In computer vision, the pose and/or body shape of a person may be estimated and visualized by recovering a three-dimensional (3D) body model of the person based on one or more two-dimensional (2D) images that depict the person in the pose and/or body shape. In recent years, neural network based technologies have been increasingly used to perform the body model recovery task, but these existing technologies are generally single-view based and require a large amount of annotated data for network training. A single-view based model recovery approach may suffer from depth ambiguities and consequently have low generalizability. Annotated training data may also be difficult to acquire. Accordingly, the existing 3D body model recovery technologies cannot satisfy the requirements of real-world application scenarios, such as, e.g., automated patient modeling and positioning in a medical facility.

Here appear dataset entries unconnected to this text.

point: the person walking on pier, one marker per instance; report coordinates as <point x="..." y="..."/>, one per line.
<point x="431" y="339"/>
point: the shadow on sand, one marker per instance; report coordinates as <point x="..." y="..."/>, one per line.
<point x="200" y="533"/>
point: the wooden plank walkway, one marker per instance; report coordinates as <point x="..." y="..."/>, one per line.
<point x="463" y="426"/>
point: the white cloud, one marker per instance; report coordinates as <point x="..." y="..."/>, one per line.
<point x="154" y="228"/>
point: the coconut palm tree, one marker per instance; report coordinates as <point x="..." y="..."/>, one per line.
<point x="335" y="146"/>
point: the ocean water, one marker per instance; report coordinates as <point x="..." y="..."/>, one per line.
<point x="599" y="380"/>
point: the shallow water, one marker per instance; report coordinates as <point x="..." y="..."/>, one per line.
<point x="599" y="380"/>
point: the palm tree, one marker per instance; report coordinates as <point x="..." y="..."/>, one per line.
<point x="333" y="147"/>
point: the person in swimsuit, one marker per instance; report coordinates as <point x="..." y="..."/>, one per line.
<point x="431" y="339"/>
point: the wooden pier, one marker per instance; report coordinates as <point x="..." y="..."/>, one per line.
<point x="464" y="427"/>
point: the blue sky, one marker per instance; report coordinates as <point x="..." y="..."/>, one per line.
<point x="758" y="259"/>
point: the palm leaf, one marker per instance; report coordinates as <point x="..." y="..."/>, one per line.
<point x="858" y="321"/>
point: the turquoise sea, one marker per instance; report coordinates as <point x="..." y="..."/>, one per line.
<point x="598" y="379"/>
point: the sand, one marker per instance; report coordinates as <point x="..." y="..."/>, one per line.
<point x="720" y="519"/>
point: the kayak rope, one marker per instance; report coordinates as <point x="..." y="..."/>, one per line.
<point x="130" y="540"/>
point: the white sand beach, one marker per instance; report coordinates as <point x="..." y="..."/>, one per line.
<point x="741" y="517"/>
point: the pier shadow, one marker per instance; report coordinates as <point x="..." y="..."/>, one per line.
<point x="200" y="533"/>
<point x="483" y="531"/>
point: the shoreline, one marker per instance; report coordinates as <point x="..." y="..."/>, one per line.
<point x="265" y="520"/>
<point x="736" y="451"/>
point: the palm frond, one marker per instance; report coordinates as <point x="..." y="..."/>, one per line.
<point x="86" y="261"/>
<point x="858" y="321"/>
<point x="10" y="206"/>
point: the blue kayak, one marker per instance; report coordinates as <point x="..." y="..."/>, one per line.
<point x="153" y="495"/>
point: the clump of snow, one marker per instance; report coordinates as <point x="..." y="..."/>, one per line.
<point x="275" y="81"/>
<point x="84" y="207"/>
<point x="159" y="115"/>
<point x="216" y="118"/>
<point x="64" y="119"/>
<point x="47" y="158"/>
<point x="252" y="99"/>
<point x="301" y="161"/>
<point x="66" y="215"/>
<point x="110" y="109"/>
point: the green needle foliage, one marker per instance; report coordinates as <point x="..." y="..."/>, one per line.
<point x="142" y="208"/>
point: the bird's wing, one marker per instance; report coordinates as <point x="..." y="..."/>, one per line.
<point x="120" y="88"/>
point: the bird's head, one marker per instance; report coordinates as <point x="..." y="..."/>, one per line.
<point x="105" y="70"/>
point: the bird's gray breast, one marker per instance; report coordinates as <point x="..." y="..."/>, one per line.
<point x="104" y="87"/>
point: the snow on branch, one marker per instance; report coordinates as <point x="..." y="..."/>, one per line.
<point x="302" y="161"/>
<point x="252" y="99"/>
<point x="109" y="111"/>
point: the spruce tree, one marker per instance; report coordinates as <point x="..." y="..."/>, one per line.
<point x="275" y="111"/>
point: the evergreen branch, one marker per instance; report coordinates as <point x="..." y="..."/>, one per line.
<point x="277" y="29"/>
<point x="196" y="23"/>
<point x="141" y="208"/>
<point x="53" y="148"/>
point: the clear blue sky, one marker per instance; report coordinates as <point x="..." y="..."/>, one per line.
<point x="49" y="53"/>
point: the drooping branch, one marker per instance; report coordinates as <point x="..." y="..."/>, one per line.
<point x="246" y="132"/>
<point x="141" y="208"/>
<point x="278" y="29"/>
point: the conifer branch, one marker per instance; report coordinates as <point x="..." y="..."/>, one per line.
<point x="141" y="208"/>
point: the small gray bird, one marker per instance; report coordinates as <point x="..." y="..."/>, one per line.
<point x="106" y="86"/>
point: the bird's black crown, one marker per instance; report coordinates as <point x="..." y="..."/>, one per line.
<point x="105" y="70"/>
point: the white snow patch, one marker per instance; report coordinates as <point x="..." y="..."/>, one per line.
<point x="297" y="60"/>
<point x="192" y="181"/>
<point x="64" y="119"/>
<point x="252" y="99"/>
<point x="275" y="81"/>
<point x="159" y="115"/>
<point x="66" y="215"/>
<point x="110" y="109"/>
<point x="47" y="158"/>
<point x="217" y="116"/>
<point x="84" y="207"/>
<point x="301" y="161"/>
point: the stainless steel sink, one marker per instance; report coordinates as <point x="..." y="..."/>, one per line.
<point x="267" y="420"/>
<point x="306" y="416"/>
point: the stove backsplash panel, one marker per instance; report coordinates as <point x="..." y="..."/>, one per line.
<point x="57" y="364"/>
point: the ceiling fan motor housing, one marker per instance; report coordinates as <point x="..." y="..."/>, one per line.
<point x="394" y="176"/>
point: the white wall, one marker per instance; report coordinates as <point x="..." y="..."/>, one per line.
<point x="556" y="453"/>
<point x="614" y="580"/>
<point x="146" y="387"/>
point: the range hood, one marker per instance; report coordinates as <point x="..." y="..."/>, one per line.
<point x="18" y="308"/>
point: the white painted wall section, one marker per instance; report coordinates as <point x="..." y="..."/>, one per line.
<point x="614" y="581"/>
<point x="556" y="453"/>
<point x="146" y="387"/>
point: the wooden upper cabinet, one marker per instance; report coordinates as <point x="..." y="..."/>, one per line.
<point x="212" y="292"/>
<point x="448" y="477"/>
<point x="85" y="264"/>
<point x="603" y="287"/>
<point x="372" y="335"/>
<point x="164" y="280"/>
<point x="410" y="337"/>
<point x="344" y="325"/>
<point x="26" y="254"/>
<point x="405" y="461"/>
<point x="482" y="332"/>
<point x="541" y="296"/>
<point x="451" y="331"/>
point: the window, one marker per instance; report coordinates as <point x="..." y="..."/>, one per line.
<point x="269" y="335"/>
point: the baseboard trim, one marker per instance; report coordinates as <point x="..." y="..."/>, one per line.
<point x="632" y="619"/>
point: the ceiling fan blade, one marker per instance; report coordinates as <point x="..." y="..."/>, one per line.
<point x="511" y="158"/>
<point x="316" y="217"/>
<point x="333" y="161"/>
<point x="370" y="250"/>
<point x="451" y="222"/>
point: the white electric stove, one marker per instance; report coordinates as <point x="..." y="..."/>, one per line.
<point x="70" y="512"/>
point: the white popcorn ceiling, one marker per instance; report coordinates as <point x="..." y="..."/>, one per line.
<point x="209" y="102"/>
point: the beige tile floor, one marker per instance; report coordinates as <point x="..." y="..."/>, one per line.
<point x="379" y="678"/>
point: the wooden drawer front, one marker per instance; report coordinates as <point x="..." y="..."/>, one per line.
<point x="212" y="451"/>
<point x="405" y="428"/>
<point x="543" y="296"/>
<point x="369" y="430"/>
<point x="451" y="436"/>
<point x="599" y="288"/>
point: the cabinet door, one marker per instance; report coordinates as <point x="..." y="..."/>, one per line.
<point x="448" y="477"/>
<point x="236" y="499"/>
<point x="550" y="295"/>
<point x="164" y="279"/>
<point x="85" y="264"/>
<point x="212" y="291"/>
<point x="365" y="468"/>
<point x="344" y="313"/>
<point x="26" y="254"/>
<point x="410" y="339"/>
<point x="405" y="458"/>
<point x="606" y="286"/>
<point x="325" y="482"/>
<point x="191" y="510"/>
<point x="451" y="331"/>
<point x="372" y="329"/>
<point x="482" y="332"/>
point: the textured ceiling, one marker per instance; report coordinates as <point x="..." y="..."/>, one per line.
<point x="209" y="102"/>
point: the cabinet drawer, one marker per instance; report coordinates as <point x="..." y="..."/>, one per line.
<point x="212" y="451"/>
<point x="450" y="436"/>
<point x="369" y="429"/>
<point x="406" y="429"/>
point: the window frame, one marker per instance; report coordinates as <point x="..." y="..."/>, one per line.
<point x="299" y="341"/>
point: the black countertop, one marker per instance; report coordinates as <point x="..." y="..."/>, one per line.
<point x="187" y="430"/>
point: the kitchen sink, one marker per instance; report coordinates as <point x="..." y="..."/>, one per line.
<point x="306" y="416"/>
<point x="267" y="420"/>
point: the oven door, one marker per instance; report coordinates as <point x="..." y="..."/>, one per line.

Disclosed herein are systems, methods and instrumentalities associated with multi-view 3D human model recovery (HMR). An apparatus configured to the perform the HMR task may include at least one processor configured to obtain a first 2D feature representation based on a first 2D image depicting a first view of a person in a pose and a body shape, and further obtain a second 2D feature representation based on a second 2D image depicting a second view of the person in the pose and the body shape. The at least one processor may be further configured to determine a 3D body model (e.g., a parametric mesh model or a non-parametric mesh model) that may represent the pose and the body shape of the person based on a machine-learning (ML) model, wherein the ML model may be trained to predict the 3D body model based at least on the first 2D feature representation and the second 2D feature representation. The ML model may be trained using synthetically generated training data that may include a 3D training body model sampled from a human body model distribution and respective 2D training feature representations associated with different camera views of the 3D training body model. Each of these camera views of the 3D training body model may be associated with a respective set of camera parameters that may be sampled from a camera viewpoint distribution, and the respective 2D training feature representation associated with each of the camera views may be obtained based on features extracted from a 2D image that may correspond to a projection of the 3D training body model to a 2D image space based on the respective set of camera parameters associated with the camera view.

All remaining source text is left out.